Гвоздь - положенец области и его статус пошатнулся в последнее время. Собственный сынок сильно подгадил папаше и дал урок, сам того не желая. Кто же писает против ветра? А Домбровские решили попробовать. Заелись, зарвались, зажирели. Отморозок Домбровский младший свое уже получил - его здесь опустили и благополучно отправили на этап к месту пожизненного заключения. Теперь станет не баб портить, а рачком дохаживать оставшиеся денечки.
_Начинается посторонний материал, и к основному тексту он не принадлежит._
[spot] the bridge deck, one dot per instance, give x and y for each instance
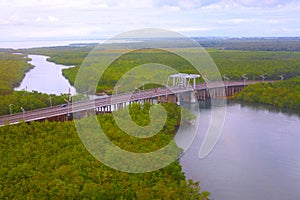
(74, 107)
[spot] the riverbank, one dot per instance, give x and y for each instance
(12, 70)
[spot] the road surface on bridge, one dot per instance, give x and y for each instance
(74, 107)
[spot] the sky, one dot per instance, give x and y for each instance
(96, 19)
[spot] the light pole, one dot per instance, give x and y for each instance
(10, 112)
(263, 77)
(23, 111)
(139, 98)
(244, 76)
(281, 77)
(50, 99)
(225, 77)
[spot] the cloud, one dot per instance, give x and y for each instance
(263, 3)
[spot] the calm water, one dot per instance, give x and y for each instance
(46, 77)
(257, 156)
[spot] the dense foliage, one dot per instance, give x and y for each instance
(283, 94)
(28, 100)
(233, 63)
(12, 71)
(253, 44)
(47, 160)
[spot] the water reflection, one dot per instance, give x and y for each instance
(257, 156)
(46, 77)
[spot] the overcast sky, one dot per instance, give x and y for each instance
(95, 19)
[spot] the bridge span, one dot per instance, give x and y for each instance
(114, 102)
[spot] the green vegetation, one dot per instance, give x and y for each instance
(234, 63)
(282, 94)
(28, 100)
(48, 161)
(12, 71)
(252, 44)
Никто не знал истинного источника информации, откуда подул этот ветер знаний, но каждый знал подсознательно, что Громова необходимо уважать и слушаться. Поистине, невероятное и очевидное входило в подкорку каждого, кто хоть раз слышал где-то об этом человеке. Многие понятия рождались в голове в неизвестные сроки и требовали уважения, исполнения определенных мероприятий. Родина... В каком возрасте она впивалась в подкорку и подсознательно требовала своеобразного отношения? Уважение и почитание родителей... Все руководители разных уровней подсознательно ведали и интуитивно считали Громова правым всегда. Разве такое возможно? И хватит ли странички для перечня невозможного, но реально произошедшего в нашем удивительном мире?
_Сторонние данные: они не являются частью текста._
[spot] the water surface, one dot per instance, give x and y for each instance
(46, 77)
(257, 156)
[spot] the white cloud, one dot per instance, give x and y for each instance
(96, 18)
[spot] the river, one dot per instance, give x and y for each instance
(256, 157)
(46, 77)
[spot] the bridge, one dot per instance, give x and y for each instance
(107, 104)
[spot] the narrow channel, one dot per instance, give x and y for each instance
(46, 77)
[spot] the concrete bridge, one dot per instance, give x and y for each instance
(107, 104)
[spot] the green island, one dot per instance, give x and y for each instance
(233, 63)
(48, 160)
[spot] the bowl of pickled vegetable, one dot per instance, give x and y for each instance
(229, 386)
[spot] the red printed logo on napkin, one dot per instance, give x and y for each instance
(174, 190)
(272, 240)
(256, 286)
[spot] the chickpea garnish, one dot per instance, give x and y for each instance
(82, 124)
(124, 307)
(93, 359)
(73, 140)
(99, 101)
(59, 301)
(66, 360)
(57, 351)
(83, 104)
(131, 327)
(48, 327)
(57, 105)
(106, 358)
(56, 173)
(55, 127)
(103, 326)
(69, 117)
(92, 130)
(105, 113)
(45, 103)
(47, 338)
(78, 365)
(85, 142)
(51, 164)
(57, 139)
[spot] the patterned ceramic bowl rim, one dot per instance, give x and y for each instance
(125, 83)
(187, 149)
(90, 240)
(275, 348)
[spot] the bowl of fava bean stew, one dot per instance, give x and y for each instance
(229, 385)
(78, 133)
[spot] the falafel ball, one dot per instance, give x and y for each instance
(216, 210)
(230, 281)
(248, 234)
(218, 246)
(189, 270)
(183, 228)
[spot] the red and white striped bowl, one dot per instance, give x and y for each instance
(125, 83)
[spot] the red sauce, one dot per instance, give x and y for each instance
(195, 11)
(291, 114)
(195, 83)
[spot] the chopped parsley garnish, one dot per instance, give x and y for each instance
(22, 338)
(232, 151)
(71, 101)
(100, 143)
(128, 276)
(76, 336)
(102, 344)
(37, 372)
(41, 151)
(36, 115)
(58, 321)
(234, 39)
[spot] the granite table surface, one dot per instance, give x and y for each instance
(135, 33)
Дубровин мучился пока единственным вопросом - куда, в какую камеру посадить Гвоздя? В одиночку, к уголовникам, к бывшим сотрудникам, выделить нечто особенное, как у Слона?.. Определился в самое последнее время, отведя камеру на троих. Там уже сидел врач за криминальный аборт и бухгалтер, похитивший у своей фирмы некоторою сумму денег. Он лично побеседовал с каждым из них, рассчитывая в будущем на осведомленность камерной атмосферы. Никого не беспокоила и не волновала судьба Гвоздя. Сын осужден на пожизненный срок, других наследников нет и кому достанутся бизнес и деньги папаши? Отойдут государству? Кто же позволит случиться законному отторжению? Бизнес элита уже ищет определенные пути, небольшой кусочек хочется урвать и Дубровину. Почему бы не получить доверенность на право управления и последующей продажи, например, какой-нибудь гостиницы или даже двух-трех?
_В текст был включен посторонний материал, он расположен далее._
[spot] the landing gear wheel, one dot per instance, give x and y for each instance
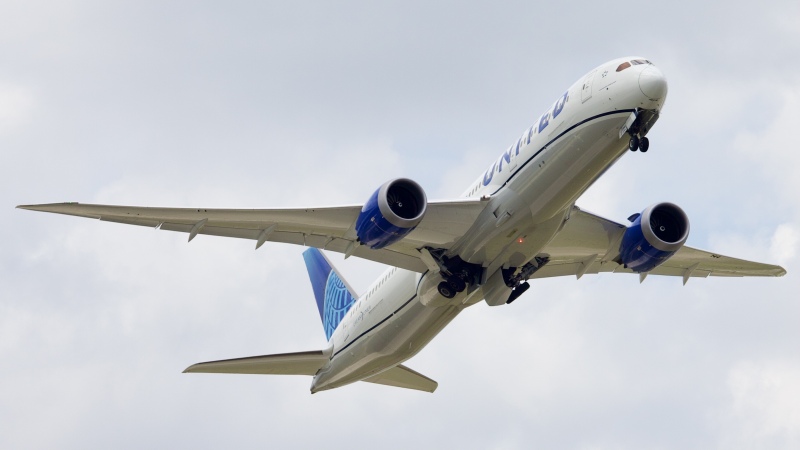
(457, 284)
(644, 144)
(633, 145)
(445, 289)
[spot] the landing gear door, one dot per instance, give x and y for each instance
(586, 91)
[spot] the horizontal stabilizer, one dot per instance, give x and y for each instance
(300, 363)
(402, 376)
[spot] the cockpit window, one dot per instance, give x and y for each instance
(633, 62)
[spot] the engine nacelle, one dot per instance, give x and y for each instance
(393, 211)
(655, 235)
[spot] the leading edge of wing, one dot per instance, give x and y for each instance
(328, 228)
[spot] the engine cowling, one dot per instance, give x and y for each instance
(393, 211)
(653, 237)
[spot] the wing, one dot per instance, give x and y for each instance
(589, 244)
(329, 228)
(301, 363)
(402, 376)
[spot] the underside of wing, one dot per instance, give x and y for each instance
(329, 228)
(590, 244)
(402, 376)
(301, 363)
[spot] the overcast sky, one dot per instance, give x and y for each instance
(241, 104)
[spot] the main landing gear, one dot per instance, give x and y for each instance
(457, 273)
(636, 143)
(452, 286)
Гвоздь вошел в камеру с матрацем под мышкой. Дверь за ним захлопнулась, он осмотрелся, пока не проходя дальше внутрь и продолжая держать матрац. Четыре глаза уставились на него в упор со своих шконок. Здесь каждый считался лишним, ибо камера частично проветривалась, когда открывалось небольшое оконце для обеденных тарелок, на шмоне между дежурными сменами. А в остальное время писать, какать и пукать - всё в камере без форточек и проветриваний. Спертый тюремный воздух сразу шибанул в нос, хотя настоящего с куревом и множеством потных тел Гвоздь так и не почувствует никогда.
Домбровский понял, что здесь он обоснуется надолго. Возможно, на год и больше. Следствие, суд... никто торопиться не станет. Он уперся взглядом в сорокалетнего крепкого мужчину в углу у окна.
- Теперь это мое место, вали отсюда, - властно произнес Гвоздь.
Мужичек ухмыльнулся, взглянув на дряхлого старичка за шестьдесят лет. Ничего не ответил, отвернувшись.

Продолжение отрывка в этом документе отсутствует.